Many security and technology leaders in this field rely only on network segmentation to provide a layer of protection for OT networks. There is a misconception that if an attacker gains access to the information technology network, segmentation will prevent the attacker from accessing the operational technology. In reality, that’s not the case – even when an organization has established a proper demilitarized zone between segmented IT and OT environments.
That’s because there’s still trust that remains between the two environments (by necessity), so a hacker who is able to compromise a Domain Controller or launch a successful DCSync attack could use hacked credentials to pick a trusted IT machine to connect with one on the OT side of the house – knowing that the two servers trust each other and the credentials would be accepted.
So what’s the short of it?
It’s this: You can lock down and air gap your OT environment, but that won’t protect you from a threat actor who has compromised the IT’s Active Directory services, especially when those services are shared between IT and OT.
The question becomes: how do organizations be more attentive to the risks associated with Active Directory? How do they cut through the massive amount of data and understand what their posture is, and how to improve it? To do that, I recommend organizations start deploying BloodHound: a free open-source software provided by SpectreOps. You can be sure attackers already are.

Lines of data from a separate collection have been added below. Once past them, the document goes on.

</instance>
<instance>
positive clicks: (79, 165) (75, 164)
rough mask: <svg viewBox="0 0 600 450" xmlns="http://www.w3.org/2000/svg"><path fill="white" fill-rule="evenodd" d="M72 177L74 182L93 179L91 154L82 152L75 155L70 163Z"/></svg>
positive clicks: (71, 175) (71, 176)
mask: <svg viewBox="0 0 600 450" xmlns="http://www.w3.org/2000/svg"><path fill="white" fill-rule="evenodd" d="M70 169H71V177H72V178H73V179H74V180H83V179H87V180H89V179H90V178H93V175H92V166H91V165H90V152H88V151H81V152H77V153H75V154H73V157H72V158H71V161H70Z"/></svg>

BloodHound is a discovery tool, designed for users to understand an Active Directory environment. It does this using graph theory and visual representation to uncover hidden or unintended relationships, kerberoastable accounts, opportunities for DCSync attacks, and a number of other misconfigurations or flaws within the environment. It then creates a graph of that analysis, thereby giving security and technology leaders a simple and quick way to depict privilege relationships and design remediations.
I worked with one client to deploy BloodHound, allowing us to identify four kerberoastable service accounts that had the appropriate permissions to accomplish a DCSync attack. Imagine, without ever compromising the Domain Controller or a Domain Admin account – attackers could easily replicate the credentials of every single user account.

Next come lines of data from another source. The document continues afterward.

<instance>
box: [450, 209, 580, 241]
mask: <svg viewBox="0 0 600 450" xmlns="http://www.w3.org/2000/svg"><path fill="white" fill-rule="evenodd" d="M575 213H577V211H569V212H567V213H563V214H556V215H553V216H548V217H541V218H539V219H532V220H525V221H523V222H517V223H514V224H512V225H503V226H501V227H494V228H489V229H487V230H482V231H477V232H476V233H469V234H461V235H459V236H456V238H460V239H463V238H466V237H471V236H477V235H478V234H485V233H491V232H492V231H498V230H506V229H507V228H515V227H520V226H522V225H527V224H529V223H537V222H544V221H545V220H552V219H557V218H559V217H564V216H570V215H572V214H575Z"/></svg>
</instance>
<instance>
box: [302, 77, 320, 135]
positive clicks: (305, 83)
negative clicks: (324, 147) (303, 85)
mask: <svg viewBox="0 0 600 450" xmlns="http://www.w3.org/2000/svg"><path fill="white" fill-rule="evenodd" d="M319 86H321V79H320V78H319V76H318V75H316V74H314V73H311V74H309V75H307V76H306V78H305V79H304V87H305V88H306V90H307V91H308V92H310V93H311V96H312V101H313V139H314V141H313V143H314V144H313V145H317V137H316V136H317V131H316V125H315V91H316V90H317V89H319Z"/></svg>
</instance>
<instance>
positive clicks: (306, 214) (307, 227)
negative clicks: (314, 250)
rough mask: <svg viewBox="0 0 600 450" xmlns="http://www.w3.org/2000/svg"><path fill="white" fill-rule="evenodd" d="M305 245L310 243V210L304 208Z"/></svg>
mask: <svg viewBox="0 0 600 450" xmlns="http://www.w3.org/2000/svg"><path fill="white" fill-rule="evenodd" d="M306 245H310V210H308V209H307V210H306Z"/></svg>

In another case, I worked with a client’s Chief Information Security Officer using BloodHound to analyze his organization’s Active Directory environment and found kerberoastable accounts that he thought had been remediated months ago but were actually still active.
Learning how to use BloodHound does require an investment of time, but it’s not a steep learning curve to put this tool to use. SpecterOps has free online tutorials and blogs to help security teams get started, and the tool itself has prewritten queries that enable teams to quickly make use of it with a simple point-and-click. You can even find queries that others have written to expand upon your library.
Given all this, I advise organizations to use BloodHound to audit their own Active Directory environments, or work with us on that analysis. Then, use what BloodHound uncovers to advance onto a path of active monitoring and remediation of identified risks.
This work is critical for defenders if they want to keep pace with their adversaries, who are, as mentioned earlier, also using BloodHound to identify the easiest pathways to a successful attack in their targets.
IT and OT teams together should own this work. Yes, the IT department typically maintains Active Directory, but the impact of a successful attack on Active Directory won’t be limited to IT; as previously stated, it could cripple the OT environment, too.
And that fact alone should make it a primary concern for both IT and OT teams, as well as security personnel and, really, the enterprise as a whole.